Du findest den Weg nur, wenn du dich auf den Weg machst
Auf einem Tisch liegen zur Ansicht verschiedenste Bücher über den Jakobsweg bereit, darunter auch Pilgerführer, eine Jakobswegbibel und ein reichlich bestückter Pilgerpass von Gerhard Hillen, einem der heutigen Vortragenden. Als ich den Pilgerpass interessiert betrachte, spricht mich Karl-Heinz Maxein an, der zweite Vortragende und Vorsitzender der Kolpingsfamilie Gladbach. Er erzählt mir, dass sein Pilgerpass mit weiteren Erinnerungen auf der Rückfahrt mit dem Zug mit einem Gepäckstück verloren gegangen ist. Das ist natürlich sehr ärgerlich, wenn mit vielen Erinnerungen verbundene Gegenstände verloren sind.
Pünktlich um 19.30 Uhr geht es dann los. Die Idee, den Jakobsweg zu gehen entstand bereits im Jahre 1998, als drei Familien zum Urlaub in Portugal verweilten und einen Ausflug nach Santiago de Compostela durchführten. Die Planungen wurden konkreter, man wollte zunächst in Südfrankreich starten. Schließlich sollte dann doch der Start in Gladbach erfolgen, zumal bereits 1996 die ersten Etappen über 230 Kilometer per Fahrrad zur Heilig Rock-Wallfahrt in Trier erfolgreich hinter sich gebracht wurden. So ergab es sich, dass der eigentliche Startschuss im September 2001 in Trier erfolgte, das Ziel Santiago sollte dann in jährlichen Etappen erreicht werden.

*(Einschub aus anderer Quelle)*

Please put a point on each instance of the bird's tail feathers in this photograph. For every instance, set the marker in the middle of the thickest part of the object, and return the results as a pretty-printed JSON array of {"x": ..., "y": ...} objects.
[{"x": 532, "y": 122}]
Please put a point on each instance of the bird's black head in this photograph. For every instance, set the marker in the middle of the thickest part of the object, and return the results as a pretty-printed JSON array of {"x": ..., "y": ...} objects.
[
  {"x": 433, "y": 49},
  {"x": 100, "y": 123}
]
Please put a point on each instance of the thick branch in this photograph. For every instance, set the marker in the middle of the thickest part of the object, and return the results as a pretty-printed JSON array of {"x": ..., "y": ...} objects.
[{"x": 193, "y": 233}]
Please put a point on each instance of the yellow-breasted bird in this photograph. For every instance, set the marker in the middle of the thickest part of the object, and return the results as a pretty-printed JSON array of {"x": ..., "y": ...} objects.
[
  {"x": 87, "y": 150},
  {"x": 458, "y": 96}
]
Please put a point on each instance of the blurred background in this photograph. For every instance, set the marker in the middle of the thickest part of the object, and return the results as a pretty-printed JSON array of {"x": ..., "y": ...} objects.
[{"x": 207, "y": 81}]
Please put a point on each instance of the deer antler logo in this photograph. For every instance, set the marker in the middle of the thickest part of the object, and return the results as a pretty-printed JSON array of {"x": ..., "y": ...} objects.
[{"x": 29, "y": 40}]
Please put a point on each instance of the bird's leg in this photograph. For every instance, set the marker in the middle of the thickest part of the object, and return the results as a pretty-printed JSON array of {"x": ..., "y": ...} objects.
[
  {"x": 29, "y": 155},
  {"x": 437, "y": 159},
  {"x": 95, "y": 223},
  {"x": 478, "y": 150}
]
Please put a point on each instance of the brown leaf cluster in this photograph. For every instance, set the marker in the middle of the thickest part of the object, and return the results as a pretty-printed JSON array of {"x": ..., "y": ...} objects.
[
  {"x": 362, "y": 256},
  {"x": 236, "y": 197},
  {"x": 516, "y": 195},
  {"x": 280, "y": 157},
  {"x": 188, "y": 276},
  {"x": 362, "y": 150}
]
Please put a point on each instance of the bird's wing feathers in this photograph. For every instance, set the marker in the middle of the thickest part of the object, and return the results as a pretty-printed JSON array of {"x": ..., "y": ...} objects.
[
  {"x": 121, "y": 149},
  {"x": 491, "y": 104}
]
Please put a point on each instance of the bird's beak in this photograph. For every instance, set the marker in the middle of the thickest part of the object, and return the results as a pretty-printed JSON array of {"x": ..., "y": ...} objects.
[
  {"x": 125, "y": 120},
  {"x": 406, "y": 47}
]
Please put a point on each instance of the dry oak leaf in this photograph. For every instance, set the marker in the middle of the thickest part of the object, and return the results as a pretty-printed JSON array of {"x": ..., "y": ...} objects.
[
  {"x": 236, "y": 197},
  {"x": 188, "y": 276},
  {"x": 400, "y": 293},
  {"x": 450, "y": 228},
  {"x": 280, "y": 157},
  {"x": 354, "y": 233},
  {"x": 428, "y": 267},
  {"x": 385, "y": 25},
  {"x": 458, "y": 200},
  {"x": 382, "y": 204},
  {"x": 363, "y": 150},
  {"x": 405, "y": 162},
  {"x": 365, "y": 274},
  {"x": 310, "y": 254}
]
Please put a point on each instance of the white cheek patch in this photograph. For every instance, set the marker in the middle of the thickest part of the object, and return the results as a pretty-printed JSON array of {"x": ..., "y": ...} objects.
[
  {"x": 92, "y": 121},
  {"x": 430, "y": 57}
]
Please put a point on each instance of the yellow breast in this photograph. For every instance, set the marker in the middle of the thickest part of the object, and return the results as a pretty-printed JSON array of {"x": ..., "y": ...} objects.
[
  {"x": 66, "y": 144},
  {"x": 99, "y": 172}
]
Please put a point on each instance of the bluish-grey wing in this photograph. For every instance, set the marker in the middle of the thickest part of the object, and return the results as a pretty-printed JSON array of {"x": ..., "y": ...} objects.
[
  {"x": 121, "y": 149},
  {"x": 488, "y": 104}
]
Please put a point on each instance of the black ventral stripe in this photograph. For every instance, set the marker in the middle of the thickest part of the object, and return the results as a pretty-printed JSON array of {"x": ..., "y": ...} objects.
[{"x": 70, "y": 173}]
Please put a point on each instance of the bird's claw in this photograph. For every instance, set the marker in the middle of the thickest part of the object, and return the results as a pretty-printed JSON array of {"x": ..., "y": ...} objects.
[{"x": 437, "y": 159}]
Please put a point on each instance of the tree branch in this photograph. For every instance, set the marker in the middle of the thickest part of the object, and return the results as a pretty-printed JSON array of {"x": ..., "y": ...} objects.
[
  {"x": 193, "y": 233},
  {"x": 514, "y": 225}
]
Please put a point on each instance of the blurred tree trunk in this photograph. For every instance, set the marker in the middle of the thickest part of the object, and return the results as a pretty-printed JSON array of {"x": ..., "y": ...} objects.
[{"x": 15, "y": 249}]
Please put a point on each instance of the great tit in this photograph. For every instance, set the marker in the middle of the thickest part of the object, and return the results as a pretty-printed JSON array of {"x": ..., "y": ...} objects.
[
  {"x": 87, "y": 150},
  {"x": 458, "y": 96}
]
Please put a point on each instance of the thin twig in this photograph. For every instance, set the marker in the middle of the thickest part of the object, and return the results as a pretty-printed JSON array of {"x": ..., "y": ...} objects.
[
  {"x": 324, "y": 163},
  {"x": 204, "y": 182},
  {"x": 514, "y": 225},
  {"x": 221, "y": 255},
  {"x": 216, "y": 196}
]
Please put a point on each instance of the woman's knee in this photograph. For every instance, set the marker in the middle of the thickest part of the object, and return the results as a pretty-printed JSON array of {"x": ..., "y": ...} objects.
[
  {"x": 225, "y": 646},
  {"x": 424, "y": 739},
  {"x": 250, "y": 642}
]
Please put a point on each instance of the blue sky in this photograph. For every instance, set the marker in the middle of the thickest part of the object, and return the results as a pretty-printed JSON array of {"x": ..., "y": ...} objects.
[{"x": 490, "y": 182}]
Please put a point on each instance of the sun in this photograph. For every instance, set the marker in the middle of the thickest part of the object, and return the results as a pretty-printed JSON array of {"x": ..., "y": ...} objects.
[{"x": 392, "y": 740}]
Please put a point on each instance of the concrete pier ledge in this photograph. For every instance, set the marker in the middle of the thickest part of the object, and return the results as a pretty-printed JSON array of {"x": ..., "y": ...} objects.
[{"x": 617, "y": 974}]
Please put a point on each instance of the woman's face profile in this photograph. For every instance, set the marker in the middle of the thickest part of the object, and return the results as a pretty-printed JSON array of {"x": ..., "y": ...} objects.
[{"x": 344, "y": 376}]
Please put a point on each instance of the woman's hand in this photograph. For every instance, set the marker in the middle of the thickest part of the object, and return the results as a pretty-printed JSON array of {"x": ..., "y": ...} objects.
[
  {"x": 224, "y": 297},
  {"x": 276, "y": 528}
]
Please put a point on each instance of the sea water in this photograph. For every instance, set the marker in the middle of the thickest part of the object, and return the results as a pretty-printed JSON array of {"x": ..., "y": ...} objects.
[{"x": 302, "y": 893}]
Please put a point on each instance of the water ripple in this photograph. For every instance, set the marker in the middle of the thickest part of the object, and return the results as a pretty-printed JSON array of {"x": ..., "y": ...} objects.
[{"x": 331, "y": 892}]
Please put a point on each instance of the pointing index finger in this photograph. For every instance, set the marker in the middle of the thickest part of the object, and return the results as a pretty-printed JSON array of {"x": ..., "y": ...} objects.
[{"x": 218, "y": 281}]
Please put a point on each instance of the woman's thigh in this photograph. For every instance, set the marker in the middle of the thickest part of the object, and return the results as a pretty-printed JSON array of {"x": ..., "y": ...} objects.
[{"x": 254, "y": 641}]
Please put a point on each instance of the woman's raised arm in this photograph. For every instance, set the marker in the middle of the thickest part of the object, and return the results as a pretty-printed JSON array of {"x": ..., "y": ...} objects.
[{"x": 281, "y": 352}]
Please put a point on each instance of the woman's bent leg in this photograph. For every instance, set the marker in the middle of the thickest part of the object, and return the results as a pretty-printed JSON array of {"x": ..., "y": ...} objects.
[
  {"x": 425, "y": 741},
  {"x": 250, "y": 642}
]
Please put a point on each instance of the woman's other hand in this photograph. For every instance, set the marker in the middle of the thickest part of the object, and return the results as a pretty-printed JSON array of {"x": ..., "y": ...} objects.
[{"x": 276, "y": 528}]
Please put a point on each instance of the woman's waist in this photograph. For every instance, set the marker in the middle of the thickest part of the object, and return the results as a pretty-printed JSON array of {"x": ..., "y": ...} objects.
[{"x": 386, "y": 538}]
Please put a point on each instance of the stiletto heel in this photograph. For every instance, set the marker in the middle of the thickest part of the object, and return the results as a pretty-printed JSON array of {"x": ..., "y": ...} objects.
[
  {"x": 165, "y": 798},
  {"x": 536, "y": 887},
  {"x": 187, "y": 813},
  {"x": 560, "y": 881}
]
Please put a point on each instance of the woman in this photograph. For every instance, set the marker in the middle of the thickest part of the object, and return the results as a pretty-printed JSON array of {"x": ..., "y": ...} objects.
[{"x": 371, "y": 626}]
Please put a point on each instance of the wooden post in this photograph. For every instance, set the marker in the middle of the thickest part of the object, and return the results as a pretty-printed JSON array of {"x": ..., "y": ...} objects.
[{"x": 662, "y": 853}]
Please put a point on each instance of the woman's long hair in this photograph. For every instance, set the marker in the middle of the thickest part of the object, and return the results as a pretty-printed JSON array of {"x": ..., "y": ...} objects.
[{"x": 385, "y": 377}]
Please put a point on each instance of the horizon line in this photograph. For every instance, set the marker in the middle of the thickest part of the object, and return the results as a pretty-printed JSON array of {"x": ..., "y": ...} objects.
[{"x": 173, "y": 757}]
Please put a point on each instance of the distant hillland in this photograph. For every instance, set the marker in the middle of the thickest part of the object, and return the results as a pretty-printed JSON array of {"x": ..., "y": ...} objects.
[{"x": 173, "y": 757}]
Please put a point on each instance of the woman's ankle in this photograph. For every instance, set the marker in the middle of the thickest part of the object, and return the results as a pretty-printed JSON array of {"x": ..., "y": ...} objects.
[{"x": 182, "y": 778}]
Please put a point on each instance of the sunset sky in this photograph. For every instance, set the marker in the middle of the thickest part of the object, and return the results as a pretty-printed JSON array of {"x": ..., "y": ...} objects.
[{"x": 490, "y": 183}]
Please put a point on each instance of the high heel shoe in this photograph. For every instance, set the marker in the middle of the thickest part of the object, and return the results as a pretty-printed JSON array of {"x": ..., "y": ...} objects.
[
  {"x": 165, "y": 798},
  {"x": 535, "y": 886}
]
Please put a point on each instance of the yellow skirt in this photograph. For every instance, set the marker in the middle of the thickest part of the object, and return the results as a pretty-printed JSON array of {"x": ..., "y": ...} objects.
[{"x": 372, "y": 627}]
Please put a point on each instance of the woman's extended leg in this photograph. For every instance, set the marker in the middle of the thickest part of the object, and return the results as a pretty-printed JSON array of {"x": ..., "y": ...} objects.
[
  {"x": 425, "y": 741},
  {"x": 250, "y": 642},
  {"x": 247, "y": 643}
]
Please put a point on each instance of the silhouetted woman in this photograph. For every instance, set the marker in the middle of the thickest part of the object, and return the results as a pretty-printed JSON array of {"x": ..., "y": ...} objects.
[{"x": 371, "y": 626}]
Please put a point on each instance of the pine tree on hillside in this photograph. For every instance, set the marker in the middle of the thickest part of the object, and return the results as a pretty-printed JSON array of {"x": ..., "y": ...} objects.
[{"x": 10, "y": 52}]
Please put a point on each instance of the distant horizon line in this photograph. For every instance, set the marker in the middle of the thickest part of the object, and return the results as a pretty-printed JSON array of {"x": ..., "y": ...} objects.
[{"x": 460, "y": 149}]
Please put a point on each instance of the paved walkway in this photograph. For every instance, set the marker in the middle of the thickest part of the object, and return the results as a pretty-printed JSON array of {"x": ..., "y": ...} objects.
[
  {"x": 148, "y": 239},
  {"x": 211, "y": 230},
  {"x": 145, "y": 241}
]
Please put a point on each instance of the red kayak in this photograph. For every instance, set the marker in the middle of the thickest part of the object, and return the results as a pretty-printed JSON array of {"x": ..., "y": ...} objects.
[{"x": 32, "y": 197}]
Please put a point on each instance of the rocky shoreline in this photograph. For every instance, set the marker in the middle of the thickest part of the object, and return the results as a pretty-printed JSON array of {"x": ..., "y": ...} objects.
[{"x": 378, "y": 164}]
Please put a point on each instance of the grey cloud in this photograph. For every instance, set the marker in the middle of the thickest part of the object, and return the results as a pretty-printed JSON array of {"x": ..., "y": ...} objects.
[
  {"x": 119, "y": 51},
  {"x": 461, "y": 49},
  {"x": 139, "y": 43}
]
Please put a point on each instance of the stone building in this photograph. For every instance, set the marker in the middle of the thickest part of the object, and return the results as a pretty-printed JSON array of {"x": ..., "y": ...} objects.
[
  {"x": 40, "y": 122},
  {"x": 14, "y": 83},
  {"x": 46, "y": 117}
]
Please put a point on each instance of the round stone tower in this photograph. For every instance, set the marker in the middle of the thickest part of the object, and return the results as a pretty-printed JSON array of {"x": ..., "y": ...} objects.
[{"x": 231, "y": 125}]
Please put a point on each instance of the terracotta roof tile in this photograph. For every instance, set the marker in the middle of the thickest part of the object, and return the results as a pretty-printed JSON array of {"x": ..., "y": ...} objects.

Der Vortrag gliedert sich nun in zwei Abschnitte. Zunächst berichtet Karl-Heinz Maxein mit vielen Fotos über seine Erlebnisse, die ihn und seine Mitpilger ab Trier quer durch Frankreich bis nach Puerte la Reina führten. Anschließend beschreibt Gerhard Hillen den von ihm und seiner Frau beschrittenen Aragonesischen Weg ab Jaca.
Eine detaillierte Planung wurde nicht gemacht, man wollte den Weg mit einfachen Mitteln anpacken. Da wo die Gruppe am Abend ankam, wollte man auch bleiben. Obwohl ohne erkennbare Pilgerzeichen wie Jakobsmuschel oder Pilgerstab und „nur“ mit Rucksack ausgerüstet, wurden die Teilnehmer bereits in Trier angesprochen: „Ach, ihr wollt wohl nach Santiago!“ Die nächsten Stationen waren Konz, Rehlingen (wo man an der Jakobus-Kapelle von einem älteren Herrn gleich einen Stempel für den Pilgerpass bekam), Schengen, Metz und Toul. Hier endete die erste große Etappe und wurde im Folgejahr von dort auch fortgesetzt. Die Strecke führte über Neufchateau, Langré, Dijon bis nach Beaune. Kurz vor Dijon landete man ermüdet nach einem beschwerlichen Aufstieg in einem kleinen Dörfchen mit 91 Einwohnern. Eine Frau wurde nach Unterkunftsmöglichkeiten befragt, aber es gab einfach keine. Sie hatte aber die Idee, beim Bürgermeister nachzufragen, ob sie denn in der Mairie (Bürgermeisteramt oder Gemeindehaus) auf dem Holzboden übernachten könnten. Diese Nachricht verbreitete sich wohl sehr schnell in dem Dorf, denn auf einmal wurden Matratzen gebracht, sodass die Nacht doch noch mehr oder weniger bequem verbracht werden konnte. Dazu gab es noch ein leckeres Omelette und Wein, später sogar noch Champagner. Interessant auch die Inhalte der Schränke in der „Schlafstube“: jeweils 91 Porzellangedecke.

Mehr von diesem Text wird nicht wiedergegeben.